Apple plays catch up
 
Since the last update to the iOS platform a year ago, the other smartphone platforms have make considerable advances, placing significant pressure on Apple to innovate on its own platform at the risk of being left behind in terms of functionality. Apple has certainly taken this on board and has delivered a considerable update to the platform with iOS 5.
 
While the majority of new features borrow heavily from the innovations of Apple’s competitors, the popularity of the iOS platform, which has now been shipped on 200 million devices, and the company’s ability to deliver an excellent user experience, means that these features will undoubtedly prove popular.
 
It’s interesting to note that on this occasion Apple has not announced new iPhone hardware alongside the software update, though the new features revealed in iOS 5 give a strong indication as to the capabilities of the next hardware refresh.
 
With the launch of iMessage, Apple has given both RIM and the mobile operators something to keep them up at night. iMessage bears more than a passing resemblance to the successful BlackBerry Messenger service, but without requiring the service fees which are split between RIM and the mobile operator.
 
In addition to these fees, operators also stand to lose revenues from SMS as iOS users switch away from the operator-managed service to the IP-based iMessage for their communications.

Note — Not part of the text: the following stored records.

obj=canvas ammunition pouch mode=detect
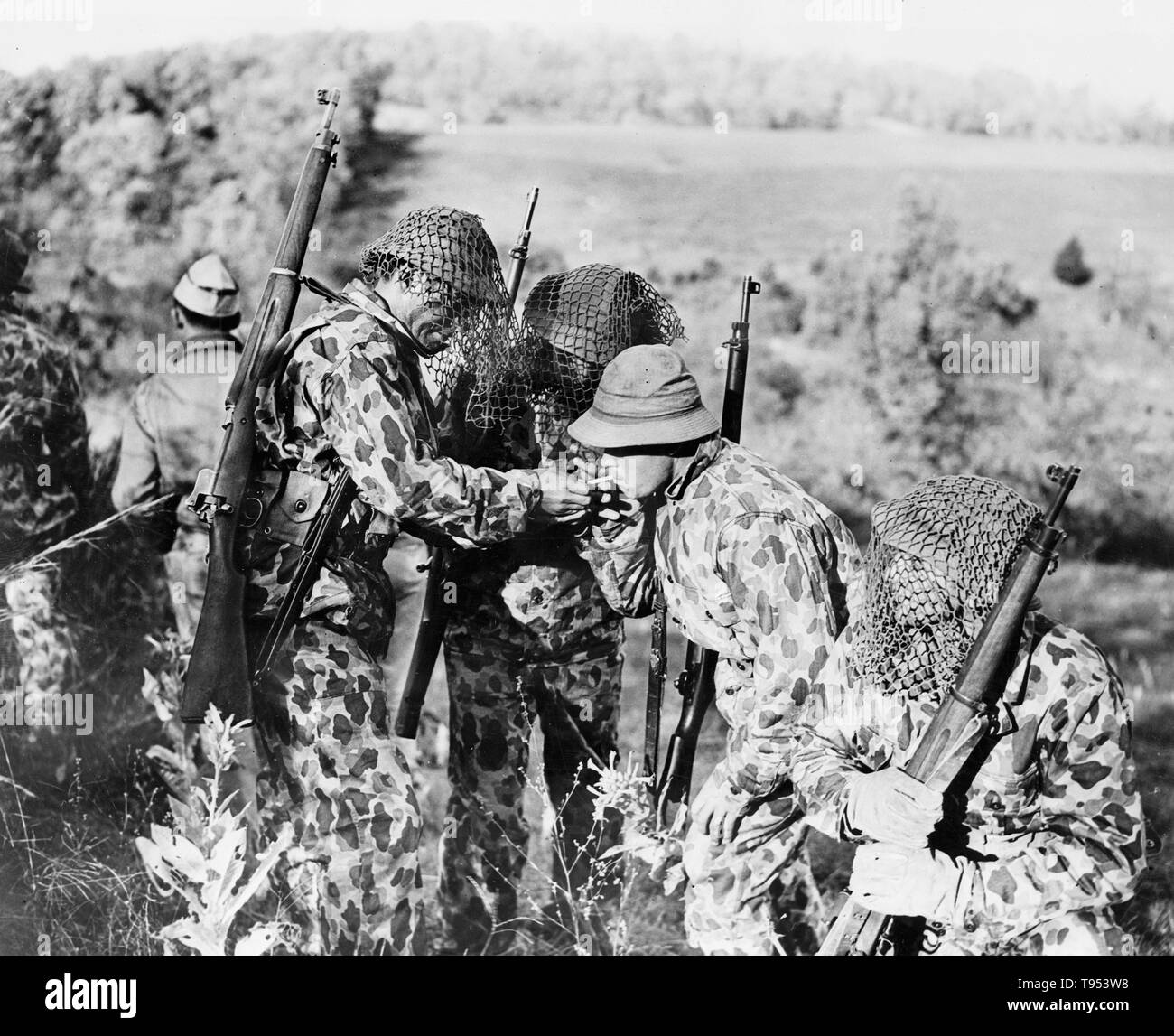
[241,468,330,546]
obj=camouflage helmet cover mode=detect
[852,474,1040,697]
[523,263,685,417]
[359,206,537,427]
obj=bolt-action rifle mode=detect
[396,187,537,738]
[645,277,762,818]
[180,89,340,723]
[817,464,1080,957]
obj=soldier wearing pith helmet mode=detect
[242,206,591,955]
[571,345,860,955]
[441,263,684,953]
[0,227,91,780]
[112,254,241,644]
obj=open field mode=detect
[0,118,1174,953]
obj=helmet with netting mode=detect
[523,263,685,418]
[852,474,1040,697]
[359,206,536,427]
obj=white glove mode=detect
[844,766,942,849]
[849,842,978,926]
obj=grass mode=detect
[0,118,1174,954]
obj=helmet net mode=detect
[523,263,685,419]
[359,206,539,427]
[852,474,1040,697]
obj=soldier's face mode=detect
[600,450,673,500]
[376,276,458,356]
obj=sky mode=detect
[0,0,1174,117]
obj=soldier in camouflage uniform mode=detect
[0,228,90,780]
[242,207,590,954]
[441,265,684,951]
[791,476,1145,955]
[571,345,860,955]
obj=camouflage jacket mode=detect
[590,438,861,798]
[0,306,90,567]
[791,614,1145,953]
[439,394,623,662]
[110,336,241,528]
[246,281,541,656]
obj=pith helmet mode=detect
[570,345,721,450]
[172,253,241,320]
[0,227,28,294]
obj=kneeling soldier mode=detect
[791,476,1145,955]
[571,345,860,955]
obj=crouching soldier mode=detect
[791,476,1145,955]
[571,345,860,955]
[441,263,684,951]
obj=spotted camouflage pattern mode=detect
[244,281,540,657]
[0,304,90,567]
[587,438,861,798]
[588,438,861,953]
[243,281,540,953]
[685,770,826,957]
[441,646,622,953]
[441,396,623,950]
[0,568,78,783]
[0,302,91,747]
[793,614,1145,954]
[256,612,423,957]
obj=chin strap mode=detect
[298,276,432,359]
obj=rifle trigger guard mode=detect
[239,493,266,528]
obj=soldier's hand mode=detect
[844,766,942,849]
[537,465,614,521]
[848,842,977,921]
[692,780,755,845]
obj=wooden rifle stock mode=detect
[645,276,762,820]
[396,187,537,738]
[180,89,340,723]
[817,465,1080,957]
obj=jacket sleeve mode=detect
[312,350,541,546]
[791,634,892,841]
[717,513,836,798]
[110,380,162,511]
[953,648,1145,928]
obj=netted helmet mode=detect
[359,206,537,427]
[850,474,1040,697]
[523,263,685,418]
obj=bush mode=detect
[1052,238,1093,288]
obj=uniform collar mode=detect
[665,435,727,500]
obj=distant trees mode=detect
[815,188,1036,476]
[0,34,387,385]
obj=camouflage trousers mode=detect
[932,910,1135,957]
[685,761,828,957]
[0,570,77,783]
[256,615,423,955]
[441,646,623,951]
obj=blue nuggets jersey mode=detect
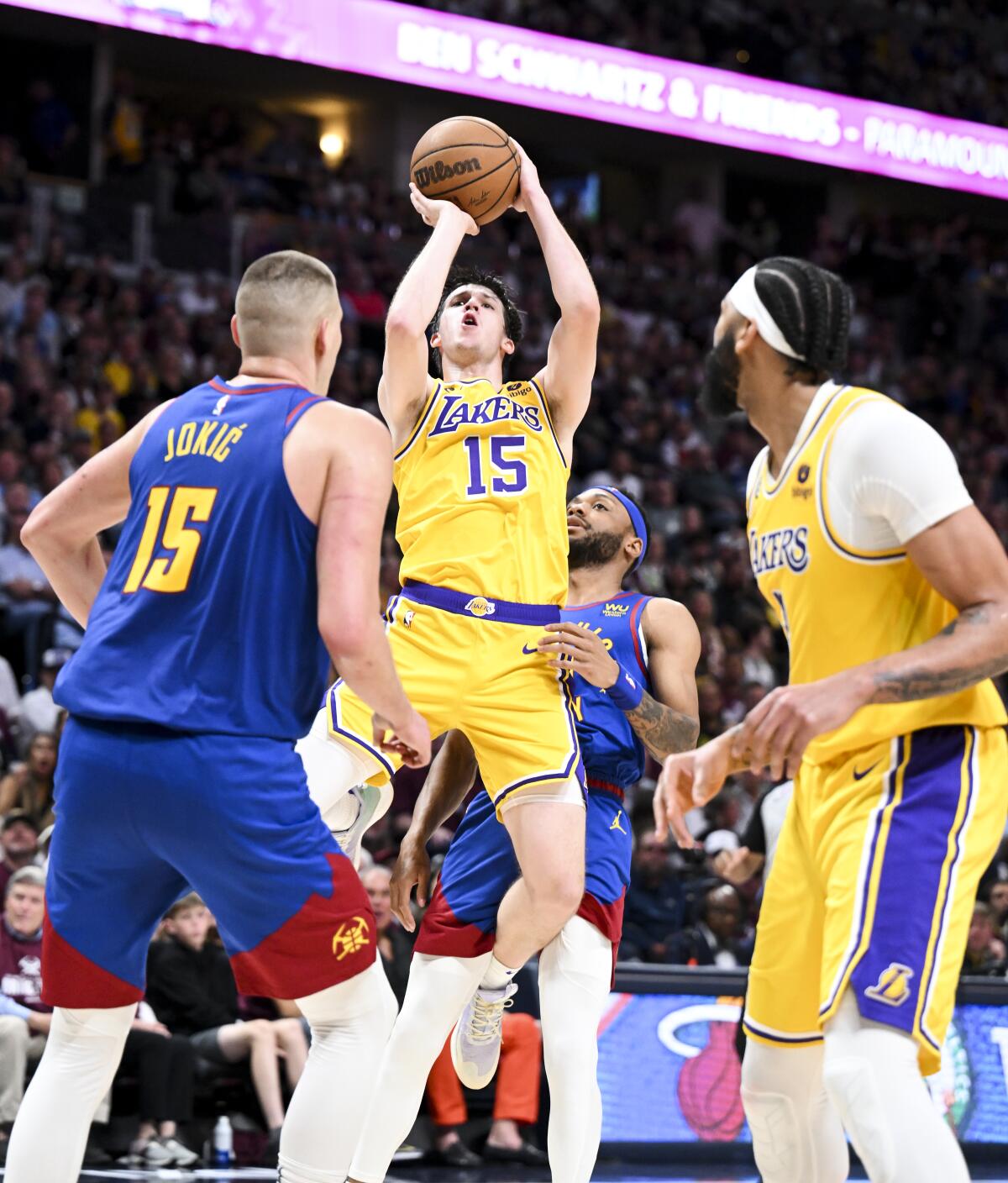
[53,379,328,740]
[561,592,651,791]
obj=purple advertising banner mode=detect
[9,0,1008,199]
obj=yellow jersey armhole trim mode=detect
[393,381,445,460]
[815,392,906,563]
[763,383,851,497]
[529,377,570,471]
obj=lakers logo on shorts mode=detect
[865,962,913,1007]
[465,595,497,617]
[333,916,371,960]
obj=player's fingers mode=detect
[767,716,797,781]
[731,691,777,760]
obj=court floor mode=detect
[8,1163,1008,1183]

Apple is clearly hoping to not only entice users away from BlackBerry with iMessage, but also hopes to recreate the “stickiness” of the service which instills such loyalty in BlackBerry users by limiting it to iOS devices. Apple should not underestimate the scale of the task here – the very fact that such a service is so “sticky” means that it will need to attract a critical mass of users before iMessage really takes off.